Her Majesty’s Revenue and Customs (HMRC), United Kingdom’s tax collector, published yesterday a paper outlining the views of the organism regarding the tributary obligations of individual crypto holders.

While the document leaves out taxation of cryptocurrencies held for business reasons, and also what they deem as utility or security tokens, HMRC does delve in depth into exchange tokens, a category comprising Bitcoin and its peers, with the decentralization of ledgers as a defining element.

Although HMRC states clearly that they do not consider trading with cryptos to be the same as gambling, United Kingdom’s cryptocurrency holders will have to pay capital gains tax on assets obtained through mining, transactions, airdrops, or payments from employers.

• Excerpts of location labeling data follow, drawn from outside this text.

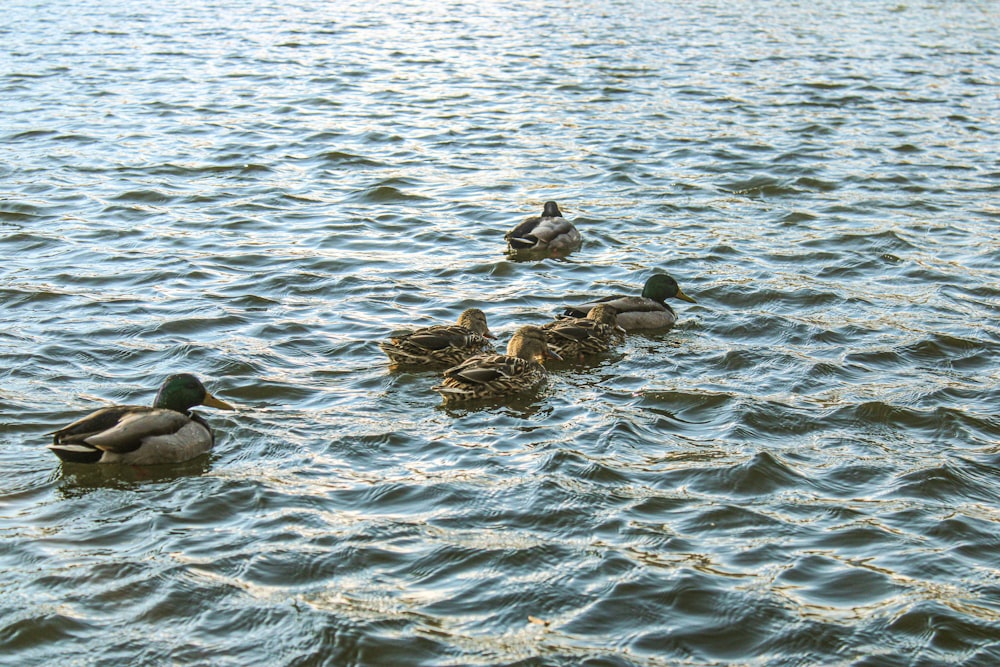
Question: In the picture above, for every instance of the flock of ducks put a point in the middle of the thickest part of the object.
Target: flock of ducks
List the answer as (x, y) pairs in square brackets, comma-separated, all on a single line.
[(169, 432)]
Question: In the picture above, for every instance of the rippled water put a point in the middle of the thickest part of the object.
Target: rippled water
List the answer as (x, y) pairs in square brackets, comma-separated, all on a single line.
[(804, 471)]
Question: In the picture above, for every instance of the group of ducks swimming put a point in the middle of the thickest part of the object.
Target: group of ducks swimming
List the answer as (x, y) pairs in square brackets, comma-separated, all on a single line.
[(168, 432)]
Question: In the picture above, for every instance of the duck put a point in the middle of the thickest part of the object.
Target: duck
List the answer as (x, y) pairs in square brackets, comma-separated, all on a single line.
[(549, 233), (441, 345), (649, 311), (167, 432), (498, 376), (580, 337)]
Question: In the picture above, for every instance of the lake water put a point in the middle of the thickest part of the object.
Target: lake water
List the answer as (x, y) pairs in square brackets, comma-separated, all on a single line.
[(804, 471)]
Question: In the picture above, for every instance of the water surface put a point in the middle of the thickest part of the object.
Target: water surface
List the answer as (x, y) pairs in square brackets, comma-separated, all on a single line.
[(804, 471)]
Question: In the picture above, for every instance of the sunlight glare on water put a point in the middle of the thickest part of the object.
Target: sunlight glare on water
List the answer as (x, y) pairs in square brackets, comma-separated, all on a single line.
[(802, 471)]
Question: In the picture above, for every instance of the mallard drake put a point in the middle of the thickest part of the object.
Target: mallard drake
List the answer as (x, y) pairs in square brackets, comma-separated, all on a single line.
[(441, 344), (649, 311), (549, 233), (492, 376), (135, 434), (579, 337)]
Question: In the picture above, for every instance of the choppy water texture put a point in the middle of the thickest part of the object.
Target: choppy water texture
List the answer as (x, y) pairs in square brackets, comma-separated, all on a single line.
[(805, 471)]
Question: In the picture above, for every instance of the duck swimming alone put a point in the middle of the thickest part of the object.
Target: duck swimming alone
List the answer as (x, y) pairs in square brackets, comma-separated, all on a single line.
[(139, 435), (549, 233), (574, 338), (649, 311), (493, 376), (442, 344)]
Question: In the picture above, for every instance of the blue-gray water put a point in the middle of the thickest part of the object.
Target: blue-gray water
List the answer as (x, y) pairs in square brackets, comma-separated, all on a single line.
[(805, 471)]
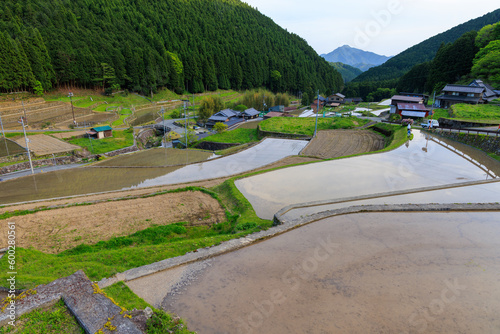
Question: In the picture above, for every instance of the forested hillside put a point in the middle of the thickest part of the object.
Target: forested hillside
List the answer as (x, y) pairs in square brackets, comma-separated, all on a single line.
[(397, 66), (142, 45), (348, 72), (475, 55)]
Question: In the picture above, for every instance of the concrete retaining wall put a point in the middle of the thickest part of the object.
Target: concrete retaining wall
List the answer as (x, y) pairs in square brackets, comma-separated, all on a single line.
[(488, 144)]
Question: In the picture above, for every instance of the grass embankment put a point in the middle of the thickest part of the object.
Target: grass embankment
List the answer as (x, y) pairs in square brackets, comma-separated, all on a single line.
[(305, 126), (395, 135), (120, 139), (482, 112), (240, 136), (106, 258), (53, 320), (160, 322)]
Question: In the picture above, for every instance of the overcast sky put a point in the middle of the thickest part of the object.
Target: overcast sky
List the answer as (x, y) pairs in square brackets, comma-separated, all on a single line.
[(385, 27)]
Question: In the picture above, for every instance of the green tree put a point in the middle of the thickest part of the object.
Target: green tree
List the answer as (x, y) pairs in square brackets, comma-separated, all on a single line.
[(487, 63)]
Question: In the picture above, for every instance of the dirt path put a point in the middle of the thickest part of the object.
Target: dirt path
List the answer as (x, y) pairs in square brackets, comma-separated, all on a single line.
[(338, 143), (63, 228)]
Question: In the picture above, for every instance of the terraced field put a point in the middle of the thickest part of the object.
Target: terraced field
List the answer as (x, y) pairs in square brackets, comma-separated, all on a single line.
[(331, 144), (157, 157), (11, 148), (43, 145)]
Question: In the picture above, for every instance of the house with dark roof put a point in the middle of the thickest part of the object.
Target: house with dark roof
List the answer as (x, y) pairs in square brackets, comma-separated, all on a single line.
[(412, 110), (101, 132), (396, 99), (453, 94), (335, 100), (273, 114), (490, 93), (226, 116), (354, 100), (250, 113)]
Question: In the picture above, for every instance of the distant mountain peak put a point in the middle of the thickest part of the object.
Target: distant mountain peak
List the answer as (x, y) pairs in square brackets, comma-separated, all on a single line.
[(355, 57)]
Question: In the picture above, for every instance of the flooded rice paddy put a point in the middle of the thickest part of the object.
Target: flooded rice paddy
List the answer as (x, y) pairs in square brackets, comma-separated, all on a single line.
[(92, 180), (425, 162), (157, 157), (361, 273)]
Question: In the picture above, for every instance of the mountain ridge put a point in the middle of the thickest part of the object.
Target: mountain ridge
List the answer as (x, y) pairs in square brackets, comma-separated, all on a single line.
[(354, 57)]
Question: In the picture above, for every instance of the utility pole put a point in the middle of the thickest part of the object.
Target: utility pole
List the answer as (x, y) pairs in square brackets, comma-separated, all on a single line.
[(72, 108), (317, 112), (185, 123), (4, 138), (27, 146), (24, 109)]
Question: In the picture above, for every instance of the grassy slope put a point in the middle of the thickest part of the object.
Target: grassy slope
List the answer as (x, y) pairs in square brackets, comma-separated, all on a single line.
[(53, 320), (305, 126), (156, 243), (481, 112), (241, 136)]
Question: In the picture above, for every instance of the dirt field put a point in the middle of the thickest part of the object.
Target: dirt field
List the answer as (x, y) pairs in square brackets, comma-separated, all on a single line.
[(338, 143), (43, 145), (60, 229), (69, 134)]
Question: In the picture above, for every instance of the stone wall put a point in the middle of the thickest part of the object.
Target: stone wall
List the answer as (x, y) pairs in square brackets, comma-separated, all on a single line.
[(489, 144)]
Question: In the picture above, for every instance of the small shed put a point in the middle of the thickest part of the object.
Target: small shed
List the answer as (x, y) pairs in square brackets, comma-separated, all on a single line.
[(101, 132)]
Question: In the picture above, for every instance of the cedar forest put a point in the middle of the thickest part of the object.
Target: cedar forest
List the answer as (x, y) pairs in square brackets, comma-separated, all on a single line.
[(143, 45)]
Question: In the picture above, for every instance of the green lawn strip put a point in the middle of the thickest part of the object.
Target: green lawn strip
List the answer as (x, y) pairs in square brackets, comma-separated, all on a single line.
[(120, 139), (479, 112), (55, 319), (240, 136), (107, 258), (305, 126), (116, 255)]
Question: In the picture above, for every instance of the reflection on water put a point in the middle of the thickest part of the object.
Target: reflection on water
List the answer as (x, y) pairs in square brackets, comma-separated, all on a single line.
[(73, 182), (423, 163), (363, 273)]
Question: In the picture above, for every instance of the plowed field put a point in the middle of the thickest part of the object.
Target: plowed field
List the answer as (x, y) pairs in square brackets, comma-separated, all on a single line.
[(43, 145), (331, 144)]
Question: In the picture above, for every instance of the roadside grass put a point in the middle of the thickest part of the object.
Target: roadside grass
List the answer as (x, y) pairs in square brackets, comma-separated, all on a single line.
[(233, 149), (120, 139), (481, 112), (12, 148), (305, 126), (240, 136), (55, 319), (106, 258), (126, 298)]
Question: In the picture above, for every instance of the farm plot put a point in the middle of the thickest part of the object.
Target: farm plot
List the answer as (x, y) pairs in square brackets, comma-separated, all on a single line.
[(157, 157), (43, 145), (331, 144), (11, 148)]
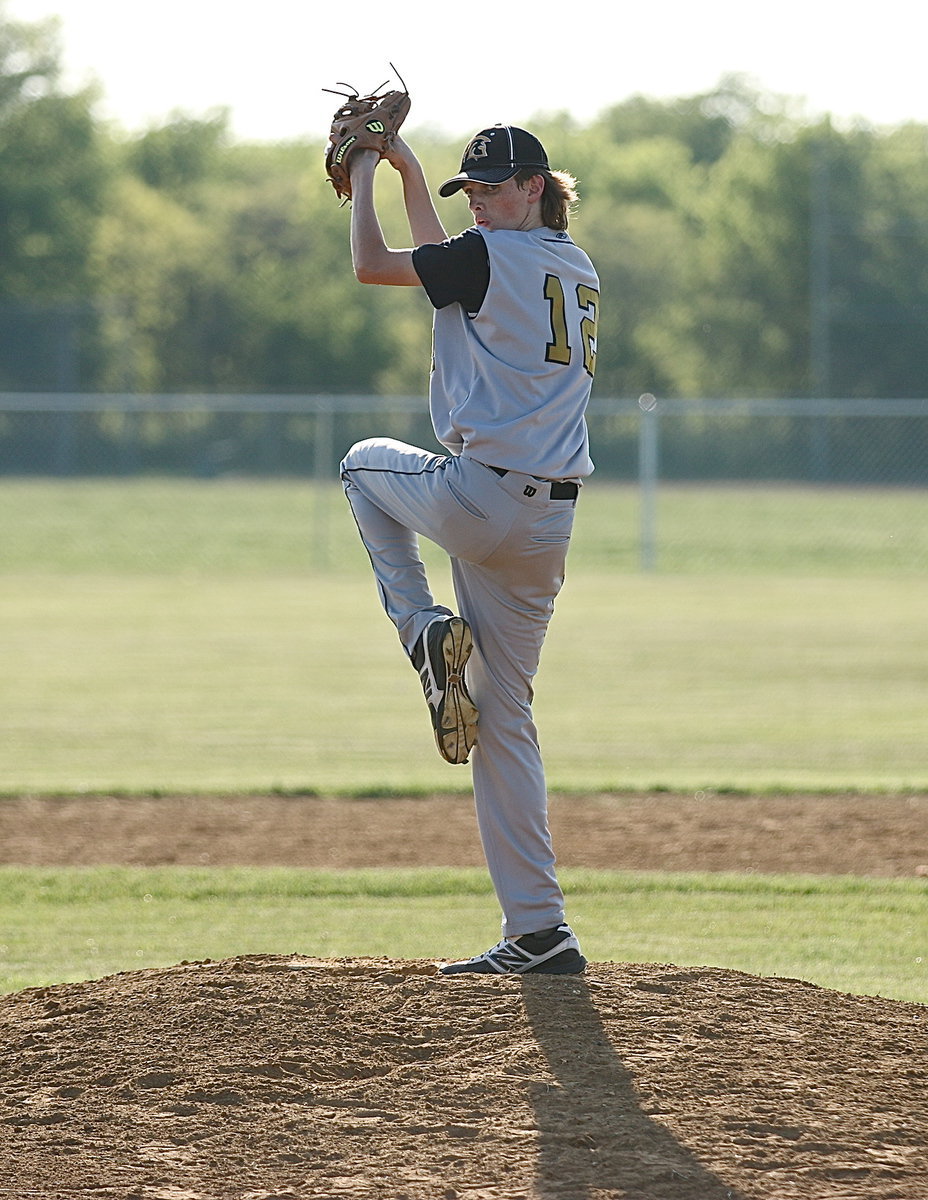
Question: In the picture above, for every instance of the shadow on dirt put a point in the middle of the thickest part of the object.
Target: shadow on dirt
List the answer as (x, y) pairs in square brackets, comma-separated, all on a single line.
[(594, 1134)]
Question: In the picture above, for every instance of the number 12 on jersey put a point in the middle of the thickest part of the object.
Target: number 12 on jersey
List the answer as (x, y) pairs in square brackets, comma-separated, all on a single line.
[(587, 303)]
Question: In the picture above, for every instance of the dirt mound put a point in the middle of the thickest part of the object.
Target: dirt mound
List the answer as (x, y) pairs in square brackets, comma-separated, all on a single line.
[(882, 835), (299, 1079), (303, 1079)]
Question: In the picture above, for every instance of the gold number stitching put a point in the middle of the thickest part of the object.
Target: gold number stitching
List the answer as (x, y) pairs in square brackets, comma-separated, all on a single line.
[(558, 349)]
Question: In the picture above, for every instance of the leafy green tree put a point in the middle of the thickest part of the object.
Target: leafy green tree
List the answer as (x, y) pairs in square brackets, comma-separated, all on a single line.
[(53, 171)]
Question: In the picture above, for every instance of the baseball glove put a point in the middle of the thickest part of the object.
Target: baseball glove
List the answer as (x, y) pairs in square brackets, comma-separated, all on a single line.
[(361, 123)]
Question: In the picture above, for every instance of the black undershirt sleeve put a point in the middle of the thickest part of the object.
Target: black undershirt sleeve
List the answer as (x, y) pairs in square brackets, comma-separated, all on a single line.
[(455, 271)]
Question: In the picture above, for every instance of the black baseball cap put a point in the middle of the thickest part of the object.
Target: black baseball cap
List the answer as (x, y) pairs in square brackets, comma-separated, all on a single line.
[(495, 155)]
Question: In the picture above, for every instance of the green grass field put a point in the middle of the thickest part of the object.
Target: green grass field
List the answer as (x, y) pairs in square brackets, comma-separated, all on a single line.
[(159, 635), (169, 634), (864, 936)]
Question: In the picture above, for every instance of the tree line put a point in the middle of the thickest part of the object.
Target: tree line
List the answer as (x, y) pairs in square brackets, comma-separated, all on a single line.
[(743, 250)]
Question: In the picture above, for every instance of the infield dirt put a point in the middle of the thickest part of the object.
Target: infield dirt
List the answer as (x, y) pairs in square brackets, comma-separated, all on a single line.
[(268, 1078)]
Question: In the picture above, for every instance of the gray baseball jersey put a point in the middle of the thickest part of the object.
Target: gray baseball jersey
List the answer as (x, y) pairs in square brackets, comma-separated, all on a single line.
[(510, 381)]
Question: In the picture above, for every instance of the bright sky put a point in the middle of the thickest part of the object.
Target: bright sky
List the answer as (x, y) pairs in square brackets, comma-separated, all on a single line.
[(470, 67)]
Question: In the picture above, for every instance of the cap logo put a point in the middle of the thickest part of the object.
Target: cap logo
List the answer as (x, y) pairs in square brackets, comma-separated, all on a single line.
[(479, 148)]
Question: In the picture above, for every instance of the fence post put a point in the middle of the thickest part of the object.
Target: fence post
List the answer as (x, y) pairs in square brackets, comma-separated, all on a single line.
[(647, 472)]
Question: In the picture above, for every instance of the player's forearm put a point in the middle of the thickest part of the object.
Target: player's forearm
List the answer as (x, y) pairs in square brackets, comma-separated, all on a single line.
[(372, 259), (424, 222)]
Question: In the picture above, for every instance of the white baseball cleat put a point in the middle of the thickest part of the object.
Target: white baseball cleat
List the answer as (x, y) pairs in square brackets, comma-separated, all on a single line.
[(441, 657)]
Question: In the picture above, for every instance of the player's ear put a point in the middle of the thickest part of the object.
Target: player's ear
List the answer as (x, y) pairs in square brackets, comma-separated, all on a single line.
[(536, 189)]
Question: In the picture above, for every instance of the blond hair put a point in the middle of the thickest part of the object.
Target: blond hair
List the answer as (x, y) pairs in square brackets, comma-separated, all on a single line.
[(558, 198)]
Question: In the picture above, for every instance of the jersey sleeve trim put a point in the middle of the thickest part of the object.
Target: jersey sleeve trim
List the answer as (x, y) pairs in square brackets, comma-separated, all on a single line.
[(455, 271)]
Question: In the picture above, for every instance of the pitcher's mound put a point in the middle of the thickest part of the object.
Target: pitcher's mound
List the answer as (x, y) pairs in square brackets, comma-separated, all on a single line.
[(269, 1078)]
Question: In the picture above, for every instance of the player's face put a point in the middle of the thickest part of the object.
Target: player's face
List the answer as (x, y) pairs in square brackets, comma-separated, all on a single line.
[(506, 205)]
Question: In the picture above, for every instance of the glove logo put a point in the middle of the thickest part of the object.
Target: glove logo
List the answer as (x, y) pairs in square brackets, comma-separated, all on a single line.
[(343, 149)]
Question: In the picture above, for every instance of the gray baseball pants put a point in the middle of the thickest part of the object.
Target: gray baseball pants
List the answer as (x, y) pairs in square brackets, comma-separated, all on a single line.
[(508, 541)]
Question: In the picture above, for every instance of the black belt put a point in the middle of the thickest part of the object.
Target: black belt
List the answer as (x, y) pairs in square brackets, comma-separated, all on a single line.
[(560, 490)]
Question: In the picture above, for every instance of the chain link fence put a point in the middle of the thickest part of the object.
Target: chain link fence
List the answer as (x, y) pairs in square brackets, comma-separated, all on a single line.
[(674, 456)]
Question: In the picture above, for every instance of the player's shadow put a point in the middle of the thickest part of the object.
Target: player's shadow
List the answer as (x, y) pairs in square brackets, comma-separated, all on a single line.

Read more: UK, EU to work together after Brexit to end crypto "anonymity"

However, with regards to earnings obtained through trading, it appears as if the policy document leaves some grey areas that will require further interpretation:

Only in exceptional circumstances would HMRC expect individuals to buy and sell cryptoassets with such frequency, level of organisation and sophistication that the activity amounts to a financial trade in itself. If it is considered to be trading then Income Tax will take priority over Capital Gains Tax and will apply to profits (or losses) as it would be considered as a business”.

There is currently no level of frequency, organization or sophistication established for differentiating trading from portfolio management in order to determine whether if income or capital gains tax should be applied.

Read more: UK regulator launches dozens of investigations into crypto

Further mentions in the text refer to legislation in place concerning the trading of “shares, securities or other financial products”, which does neither sets a threshold for determining the type of tax applicable.

Judging from the following sentence, it appears as if the tributary branch does not count on many capital tax filings from individual cryptocurrency holders:

HMRC would expect that buying and selling of cryptoassets by an individual will normally amount to investment activity (rather than a trade of dealing in cryptoassets)”.

Other parts of the document refer to varied aspects of how HMRC sees crypto, such as pooling of assets in order to report the gains or losses of several cryptos together, and also to forks or on how tokens will be considered property for the purposes of inheritance tax.

On the negative side, provisions warn investors that HMRC does not consider theft to be a disposal, and as such, victims of fraud cannot claim losses for capital gains tax.